INILAH AKP OCHA, DIMANA SALAH SATU POLWAN YANG BERHASIL MERINGKUS PELAKU SABU 1 TON

INILAH AKP OCHA, DIMANA SALAH SATU POLWAN YANG BERHASIL MERINGKUS PELAKU SABU 1 TON

INILAH AKP OCHA, DIMANA SALAH SATU POLWAN YANG BERHASIL MERINGKUS PELAKU SABU 1 TON


Sebelumnya telah diketahui bahwa, pihak Kepolisian telah berhasil mengagalkan aksi penyeludupan sabu sebanyak 1 Ton, dan para pelaku pun telah berhasil ditangkap oleh pihak kepolisian, namun sebagian ada yang lari, dan pihak kepolisianpun telah melakukan pencarian terhadap pelaku yang melarikan diri tersebut.

Disisi lain, AKP Rosana Labobar ini menjadi salah satu perbincangan dari sejumlah awak media.

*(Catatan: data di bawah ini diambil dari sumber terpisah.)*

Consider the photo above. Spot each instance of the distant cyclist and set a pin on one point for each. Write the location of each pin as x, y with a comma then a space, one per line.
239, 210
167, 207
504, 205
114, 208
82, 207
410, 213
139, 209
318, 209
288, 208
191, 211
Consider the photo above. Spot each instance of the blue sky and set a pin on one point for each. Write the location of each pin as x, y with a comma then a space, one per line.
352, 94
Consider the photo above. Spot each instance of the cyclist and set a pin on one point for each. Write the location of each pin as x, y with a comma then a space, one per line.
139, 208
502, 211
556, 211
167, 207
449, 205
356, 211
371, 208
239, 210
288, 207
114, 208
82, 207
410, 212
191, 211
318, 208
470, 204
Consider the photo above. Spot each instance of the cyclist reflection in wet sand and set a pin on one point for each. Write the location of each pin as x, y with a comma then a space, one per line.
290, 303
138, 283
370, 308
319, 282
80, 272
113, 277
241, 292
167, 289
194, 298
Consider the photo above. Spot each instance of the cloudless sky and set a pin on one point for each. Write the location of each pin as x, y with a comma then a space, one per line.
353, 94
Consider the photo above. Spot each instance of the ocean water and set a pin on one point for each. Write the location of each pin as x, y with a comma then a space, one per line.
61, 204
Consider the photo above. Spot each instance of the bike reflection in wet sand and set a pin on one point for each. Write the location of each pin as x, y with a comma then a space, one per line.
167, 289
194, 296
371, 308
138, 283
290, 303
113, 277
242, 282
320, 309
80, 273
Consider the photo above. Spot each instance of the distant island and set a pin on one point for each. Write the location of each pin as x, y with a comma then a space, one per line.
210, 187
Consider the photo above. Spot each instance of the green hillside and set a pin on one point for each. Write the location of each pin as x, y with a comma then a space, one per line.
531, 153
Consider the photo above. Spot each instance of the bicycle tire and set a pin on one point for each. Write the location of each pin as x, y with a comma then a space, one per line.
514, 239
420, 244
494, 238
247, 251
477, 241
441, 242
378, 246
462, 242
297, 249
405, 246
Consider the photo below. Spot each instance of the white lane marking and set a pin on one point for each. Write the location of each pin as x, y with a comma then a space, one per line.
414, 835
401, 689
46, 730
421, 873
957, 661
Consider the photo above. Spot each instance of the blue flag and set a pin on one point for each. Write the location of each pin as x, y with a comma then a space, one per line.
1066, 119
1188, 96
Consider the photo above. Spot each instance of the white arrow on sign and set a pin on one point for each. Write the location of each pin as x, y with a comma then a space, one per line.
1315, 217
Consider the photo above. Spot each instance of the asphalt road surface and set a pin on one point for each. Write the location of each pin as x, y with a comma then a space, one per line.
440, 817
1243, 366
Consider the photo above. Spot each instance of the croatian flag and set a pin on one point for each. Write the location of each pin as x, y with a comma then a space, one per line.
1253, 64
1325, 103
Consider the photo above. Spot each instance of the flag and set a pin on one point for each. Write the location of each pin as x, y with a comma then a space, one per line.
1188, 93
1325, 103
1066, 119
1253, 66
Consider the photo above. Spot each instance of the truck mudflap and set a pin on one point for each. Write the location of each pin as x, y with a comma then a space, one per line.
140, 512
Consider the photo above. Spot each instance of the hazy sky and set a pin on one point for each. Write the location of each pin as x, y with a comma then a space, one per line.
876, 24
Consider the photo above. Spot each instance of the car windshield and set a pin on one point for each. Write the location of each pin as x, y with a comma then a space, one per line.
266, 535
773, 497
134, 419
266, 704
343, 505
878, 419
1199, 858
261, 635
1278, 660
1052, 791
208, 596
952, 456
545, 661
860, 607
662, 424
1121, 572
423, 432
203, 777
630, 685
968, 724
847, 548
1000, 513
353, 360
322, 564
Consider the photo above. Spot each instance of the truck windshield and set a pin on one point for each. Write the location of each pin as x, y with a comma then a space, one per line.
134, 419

Polwan asal Ambon ini telah berhasil menjadi satu-satunya wanita yang iktu membantu melakukan penangkapan terhadap jaringan narkoba internasional dari Taiwan di Anyer, Banten.

Sekilas saja tidak ada yang berbeda dari Ocha ini, begitu biasa di sapa, wanita bergigi ginsul tersebut terlihat seperti Polisi lainya, tetapi, siapa sangka semangat keberanianya begitu besar dalam melakukan pengintaian terhadap jaringan narkoba.

Diketahui bahwa, AKP Rosana tersebut sebagai Wakil Kepala Satuan Narkoba di bagian jajaran Polresta Depok. pada dua bulan lalu, Ocha telah melakukan pengintaian terhadap wilayah sekitar Anyer, dan juga bersama dengan tim gabungan dari Dit Narkoba Polda Metro Jaya, serta Polresta Depok yang di pimpim oleh Dirnarkoba, Kombes Pol Nico Afinta dan juga Kombes pol Herry Heriawan.

Sabu yang telah berhasil didapatkan tersebut diseludupan oleh Lin Ming Hui dan juga anak buahnya yakni, Chen Wei Cyuan, Liao Guanyu, Yen Hung Chi, dan juga Hsu Yung Li.

Dalam melakukan pengintaian terhadap jaringan penyeludupan narkoba tersebut tentulah sangat berbahaya, namun AKP Rossa ini tidak takut, dan menjadi garda terdepan dalam tim Satgas Merah Putih tersebut.

"Waktu itu, saya berpura-pura sebagai orang tua yang ingin memancing, dan hanya orang pemancing saja yang boleh masuk ke lokasi tersebut,"Ungkap Wanita berusia 30 tahun tersebut.

Saat itu Ocha menjadi salah satu anggota yang sangat penting terhadap pengintaian penyeludupan jaringan narkoba jenis sabu dengan berat 1 Ton tersebut.

Namun, ada sebagian anggota yang tertidur akibat lelah, sebab, pengintaian ini memiliki berjam-jam tengah malam, hingga tidak ada tidur.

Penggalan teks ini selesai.